Membership grew rapidly in the postwar years, from 5,856 in 1950 to 11,037 in 1960, to 18,407 in 1970, to 25,345 in 1980. Membership today stands at 37,800.
As the organization grew, APA purchased land at 14th and K streets, N.W., and moved into a new building there in 1982. Twenty years later, APA moved to Arlington, Va., after considering the costs of updating the current headquarters or moving into a new space designed to APA’s specifications. When the lease there expired in 2017, APA’s Trustees decided the time was right to move APA’s headquarters back to D.C., near the nation’s Capitol in a new neighborhood called The Wharf.
Over the last 75 years, APA has addressed issues both inside and outside the organization that reflect a changing society. A growing diversity of the membership has led to greater inclusion of women and minorities in leadership positions in the organization. Carol Nadelson, M.D., became APA’s first woman president in 1985-86, and APA’s current president, Altha Stewart, M.D., is the first African American to hold that position. Other presidential firsts: Lawrence Hartmann, M.D. (gay); Rodrigo Muñoz, M.D. (Hispanic); Dilip Jeste, M.D. (Asian); and Maria A. Oquendo, M.D., Ph.D. (Latina).
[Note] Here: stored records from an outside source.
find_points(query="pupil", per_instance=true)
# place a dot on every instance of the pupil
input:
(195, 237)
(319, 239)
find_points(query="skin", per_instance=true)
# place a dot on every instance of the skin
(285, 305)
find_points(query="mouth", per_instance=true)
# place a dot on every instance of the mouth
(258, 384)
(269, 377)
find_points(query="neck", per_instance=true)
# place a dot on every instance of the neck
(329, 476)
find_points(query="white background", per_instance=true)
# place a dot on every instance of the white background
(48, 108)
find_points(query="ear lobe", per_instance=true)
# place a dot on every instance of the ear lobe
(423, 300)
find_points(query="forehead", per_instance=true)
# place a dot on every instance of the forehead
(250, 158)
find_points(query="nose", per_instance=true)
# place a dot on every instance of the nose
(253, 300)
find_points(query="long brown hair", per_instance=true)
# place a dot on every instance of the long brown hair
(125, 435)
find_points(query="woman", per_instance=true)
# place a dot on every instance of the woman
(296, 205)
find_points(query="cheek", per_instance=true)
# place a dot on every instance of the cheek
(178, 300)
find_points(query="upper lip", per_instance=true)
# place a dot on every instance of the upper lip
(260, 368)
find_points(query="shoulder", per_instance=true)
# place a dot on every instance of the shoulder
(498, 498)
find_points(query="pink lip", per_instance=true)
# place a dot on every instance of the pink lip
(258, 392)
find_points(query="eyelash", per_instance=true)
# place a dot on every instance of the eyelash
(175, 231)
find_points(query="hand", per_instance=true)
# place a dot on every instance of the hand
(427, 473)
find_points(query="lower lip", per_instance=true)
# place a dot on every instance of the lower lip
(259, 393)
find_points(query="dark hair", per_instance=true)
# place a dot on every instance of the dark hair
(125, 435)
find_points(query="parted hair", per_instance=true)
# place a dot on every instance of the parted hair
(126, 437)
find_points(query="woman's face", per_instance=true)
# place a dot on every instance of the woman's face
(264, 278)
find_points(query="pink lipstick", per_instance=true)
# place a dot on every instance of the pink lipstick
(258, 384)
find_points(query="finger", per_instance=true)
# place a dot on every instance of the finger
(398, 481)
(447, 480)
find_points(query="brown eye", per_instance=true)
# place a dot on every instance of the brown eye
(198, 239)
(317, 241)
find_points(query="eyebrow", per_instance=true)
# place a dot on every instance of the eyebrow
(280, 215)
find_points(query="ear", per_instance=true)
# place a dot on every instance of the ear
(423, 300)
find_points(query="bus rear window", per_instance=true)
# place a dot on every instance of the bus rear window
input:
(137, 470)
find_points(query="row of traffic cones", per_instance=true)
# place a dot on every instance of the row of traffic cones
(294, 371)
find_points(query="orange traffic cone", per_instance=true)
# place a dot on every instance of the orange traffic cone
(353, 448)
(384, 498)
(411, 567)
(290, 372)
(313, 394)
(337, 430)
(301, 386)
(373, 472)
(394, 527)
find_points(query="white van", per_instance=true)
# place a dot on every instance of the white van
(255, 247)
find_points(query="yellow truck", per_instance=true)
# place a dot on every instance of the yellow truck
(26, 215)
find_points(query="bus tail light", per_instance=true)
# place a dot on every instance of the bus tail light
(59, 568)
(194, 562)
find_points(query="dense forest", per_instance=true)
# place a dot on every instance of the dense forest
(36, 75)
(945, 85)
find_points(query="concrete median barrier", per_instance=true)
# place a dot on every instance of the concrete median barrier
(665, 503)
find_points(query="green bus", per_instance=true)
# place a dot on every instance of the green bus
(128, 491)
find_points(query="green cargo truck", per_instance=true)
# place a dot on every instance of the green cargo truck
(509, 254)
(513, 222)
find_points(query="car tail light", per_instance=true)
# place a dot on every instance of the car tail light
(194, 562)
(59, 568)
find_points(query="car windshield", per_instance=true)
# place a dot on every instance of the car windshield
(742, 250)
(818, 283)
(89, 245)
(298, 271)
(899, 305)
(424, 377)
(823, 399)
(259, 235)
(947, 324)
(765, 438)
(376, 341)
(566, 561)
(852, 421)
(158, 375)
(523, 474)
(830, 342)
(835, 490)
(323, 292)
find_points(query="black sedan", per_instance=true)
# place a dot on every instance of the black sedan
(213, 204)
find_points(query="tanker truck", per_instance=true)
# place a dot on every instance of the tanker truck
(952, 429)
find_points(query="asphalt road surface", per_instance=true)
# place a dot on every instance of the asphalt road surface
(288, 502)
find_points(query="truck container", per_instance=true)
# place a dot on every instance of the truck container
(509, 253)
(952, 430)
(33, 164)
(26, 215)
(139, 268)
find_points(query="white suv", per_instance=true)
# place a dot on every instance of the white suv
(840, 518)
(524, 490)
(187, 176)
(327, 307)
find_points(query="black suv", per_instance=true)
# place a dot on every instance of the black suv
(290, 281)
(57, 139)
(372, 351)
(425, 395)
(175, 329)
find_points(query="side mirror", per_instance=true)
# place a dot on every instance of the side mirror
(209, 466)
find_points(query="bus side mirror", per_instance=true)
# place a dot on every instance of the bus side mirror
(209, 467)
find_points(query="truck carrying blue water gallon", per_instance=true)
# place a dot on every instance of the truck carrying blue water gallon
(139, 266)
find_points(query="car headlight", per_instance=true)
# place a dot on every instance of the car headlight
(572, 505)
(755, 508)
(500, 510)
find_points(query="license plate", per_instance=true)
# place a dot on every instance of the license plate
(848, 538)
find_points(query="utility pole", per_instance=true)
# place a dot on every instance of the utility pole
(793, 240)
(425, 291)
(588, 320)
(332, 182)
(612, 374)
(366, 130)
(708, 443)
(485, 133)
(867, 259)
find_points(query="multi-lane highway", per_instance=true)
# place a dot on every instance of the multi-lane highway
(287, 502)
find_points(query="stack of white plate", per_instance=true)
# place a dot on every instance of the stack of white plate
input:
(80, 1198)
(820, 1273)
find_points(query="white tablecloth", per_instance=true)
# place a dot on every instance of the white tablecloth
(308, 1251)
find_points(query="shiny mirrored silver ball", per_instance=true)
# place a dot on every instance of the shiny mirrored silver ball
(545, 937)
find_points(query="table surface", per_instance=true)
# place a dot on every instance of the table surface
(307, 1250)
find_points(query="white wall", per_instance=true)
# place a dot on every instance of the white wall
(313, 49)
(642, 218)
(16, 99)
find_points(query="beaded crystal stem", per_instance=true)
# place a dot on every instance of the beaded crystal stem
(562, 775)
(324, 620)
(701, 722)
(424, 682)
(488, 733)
APA has also advocated on Capitol Hill for public policies to advance mental health parity in insurance coverage and to expand health insurance generally under the Affordable Care Act and the 21st Century Cures Act and other legislation. In the courts, APA has successfully worked with others to develop better protections for people with mental illness in the criminal justice system. ■
Many of the topics touched on in this article will be the subject of full-length articles over the course of the coming year.